FPKM is very similar to RPKM. RPKM was made for single-end RNA-seq, where every read corresponded to a single fragment that was sequenced. FPKM was made for paired-end RNA-seq. With paired-end RNA-seq, two reads can correspond to a single fragment, or, if one read in the pair did not map, one read can correspond to a single fragment. The only difference between RPKM and FPKM is that FPKM takes into account that two reads can map to one fragment (and so it doesn’t count this fragment twice).
TPM is very similar to RPKM and FPKM. The only difference is the order of operations. Here’s how you calculate TPM:
- Divide the read counts by the length of each gene in kilobases. This gives you reads per kilobase (RPK).
- Count up all the RPK values in a sample and divide this number by 1,000,000. This is your “per million” scaling factor.
- Divide the RPK values by the “per million” scaling factor. This gives you TPM.
So you see, when calculating TPM, the only difference is that you normalize for gene length first, and then normalize for sequencing depth second. However, the effects of this difference are quite profound.

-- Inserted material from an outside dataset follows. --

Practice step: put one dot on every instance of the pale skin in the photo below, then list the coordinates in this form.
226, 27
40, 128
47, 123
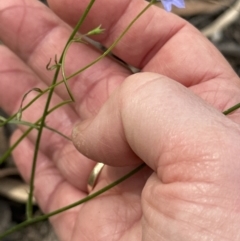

When you use TPM, the sum of all TPMs in each sample are the same. This makes it easier to compare the proportion of reads that mapped to a gene in each sample. In contrast, with RPKM and FPKM, the sum of the normalized reads in each sample may be different, and this makes it harder to compare samples directly.
Here’s an example. If the TPM for gene A in Sample 1 is 3.33 and the TPM in sample B is 3.33, then I know that the exact same proportion of total reads mapped to gene A in both samples. This is because the sum of the TPMs in both samples always add up to the same number (so the denominator required to calculate the proportions is the same, regardless of what sample you are looking at.)
With RPKM or FPKM, the sum of normalized reads in each sample can be different. Thus, if the RPKM for gene A in Sample 1 is 3.33 and the RPKM in Sample 2 is 3.33, I would not know if the same proportion of reads in Sample 1 mapped to gene A as in Sample 2. This is because the denominator required to calculate the proportion could be different for the two samples.